Идти было некуда, и я машинально вернулся к телефону.

Заря Востока рассаживала семинолок между борцами против апартеида, а я — тоже машинально — нащёлкивал свой номер, хотя по-прежнему упирался и не подходил к телефону на другом конце провода.

За круглым столом не было уже ни овербаевца, ни непонятливой собеседницы. Она, должно быть, поняла его и удалилась с ним. Попугай смотрел уже не на меня, а на Чайковского, — и одобрительно кивал головой. Старику песня нравилась и самому:

Скажи мне, наша речка говорливая, Длиною в сотни вёрст и сотни лет: Что видела ты самое красивое На этих сотнях вёрст за сотни лет?

Попугай навострил уши, а старик подмигнул ему и допел:

Ответила мне речка края горного: Не знала я красивей ничего Бесформенного камня — камня чёрного У самого истока моего.

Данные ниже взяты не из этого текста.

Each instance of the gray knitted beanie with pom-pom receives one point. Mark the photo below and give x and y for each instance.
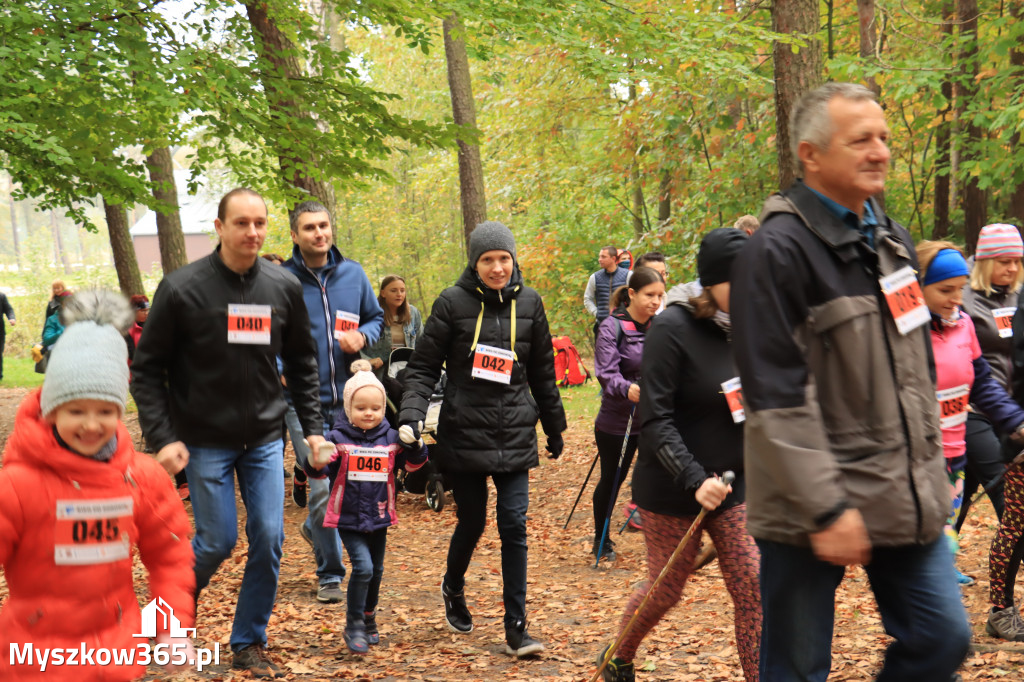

Я вспомнил о Нателиных камнях. Вспомнил с нежностью и Зилфу, её мать. Себя даже вспомнил у «самого истока моего», подростком. Впервые тогда — как раз в связи с Зилфиным колдовством над камнями и самоубийством её мужа Меир-Хаима — впервые тогда испугавшимся той догадки, что тайное в природе или душе тайным и остаётся.

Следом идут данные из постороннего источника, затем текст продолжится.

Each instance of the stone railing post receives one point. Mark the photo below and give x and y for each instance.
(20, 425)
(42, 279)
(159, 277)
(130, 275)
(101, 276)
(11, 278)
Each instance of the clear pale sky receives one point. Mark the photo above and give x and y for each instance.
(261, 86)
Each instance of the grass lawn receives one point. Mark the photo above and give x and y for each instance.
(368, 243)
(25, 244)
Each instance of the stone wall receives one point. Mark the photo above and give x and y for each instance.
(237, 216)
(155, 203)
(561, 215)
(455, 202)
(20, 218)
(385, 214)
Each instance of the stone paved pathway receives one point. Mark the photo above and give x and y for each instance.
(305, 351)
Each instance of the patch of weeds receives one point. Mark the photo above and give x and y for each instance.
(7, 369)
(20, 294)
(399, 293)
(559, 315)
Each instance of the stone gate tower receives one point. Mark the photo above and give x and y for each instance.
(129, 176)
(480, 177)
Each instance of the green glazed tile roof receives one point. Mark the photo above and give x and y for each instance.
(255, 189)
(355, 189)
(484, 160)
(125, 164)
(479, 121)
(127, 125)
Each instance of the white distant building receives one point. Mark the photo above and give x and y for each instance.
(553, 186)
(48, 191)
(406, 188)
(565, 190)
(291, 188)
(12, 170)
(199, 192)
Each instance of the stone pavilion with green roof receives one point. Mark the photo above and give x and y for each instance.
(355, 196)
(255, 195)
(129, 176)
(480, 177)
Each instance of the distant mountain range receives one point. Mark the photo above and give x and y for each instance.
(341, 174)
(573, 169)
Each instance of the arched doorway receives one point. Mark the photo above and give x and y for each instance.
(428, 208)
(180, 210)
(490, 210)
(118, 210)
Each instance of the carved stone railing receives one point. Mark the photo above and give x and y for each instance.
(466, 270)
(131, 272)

Вспомнил и изумлённое лицо моего отца, прочитавшего предсмертную записку Меир-Хаима о своей невыносимой любви к Зилфе. Я расслабился и затаился в ожидании той уже не отвратимой горячей волны, которая разливается из горла по всему телу, растворяя его в пространстве и времени…

Раствориться я не успел: снова подкатил бульдозер. Теперь — вконец развинченный. Забрал у меня из рук трубку и опустил её на рычаг. Я не протестовал: не ждал даже извинений. Ждал того, что было мне важнее. Десятку.

Начал он с извинений:

— Ты уж прости меня, старик, но она настаивает. С другой стороны, она права: телефон не твой, а она тут фигура — мэтр! Фигура к тому же, старик, у неё как раз вполне! Я люблю когда жопа и живот облетают бабу как карниз. Это мне нравится: у черножопых и ещё, как она, у жёлтожопых. Да, обезьяны, но — есть что помять!

Нолик обвил меня за талию и подталкивал к выходу, а Заря Востока стояла неподалёку и торжествовала. Осознав к своему ужасу, что десятки он мне давать не надумал, а надумал, наоборот, угодить «жёлтожопому мэтру» и вышвырнуть меня, я перестал его слушать. Сперва двинул левым локтём в бак, взболтав в нём горючее, а потом левою же ладонью схватил его за мошонку и сильно её сдавил.

Нолик перестал держать меня за талию: закинул голову вверх и стал глухо хрипеть. Почему-то мне подумалось, что никому на свете он не нужен, — и я решил его взорвать. Кулак мой сомкнулся крепче, но шарики в нём оказались мелкими, и искры разлетелись не оттуда, а из глаз. Догадавшись, что взрыва не состоится, я заглянул Нолику в задымленные глаза и спросил:

— Понял?

Он в ответ заскулил и пригнулся ниже.

— Норик Вартаныч! — окликнул его из-за стола полковник.

Не ответил он и ему.

— Отвечай же, Нолик! Понял или не понял? — повторил я, и теперь уже он кивнул головой:

— Понял.

Никто кроме него, однако, ничего не понял. Не поняла даже Заря Востока, норовившая зайти сбоку, чтобы разглядеть — отчего же это вдруг московский гость начал вертеться вокруг своей обширной оси.

— Норик Вартаныч! — крикнул Фёдоров. — Тебе плохо?

— Иду… — откликнулся Нолик истончённым голосом и посмотрел на меня умоляюще.

Пошёл и я. К выходу.

Заря Востока провожала меня взглядом, в котором презрение ко мне соперничало с непонятым мною восторгом по отношению к Нолику.

Ещё больше запутал меня Чайковский:

Оставьте одного меня, молю, Устал я от дороги и от шума. Я на траве, как бурку, постелю Свою заветную мечту и думу.

Это мне было понятно, но, открывая дверь, я услышал иное:

О люди, подойдите же ко мне, Возьмите в путь: я никогда не думал, Что будет страшно так наедине С моей мечтой, с моей заветной думой.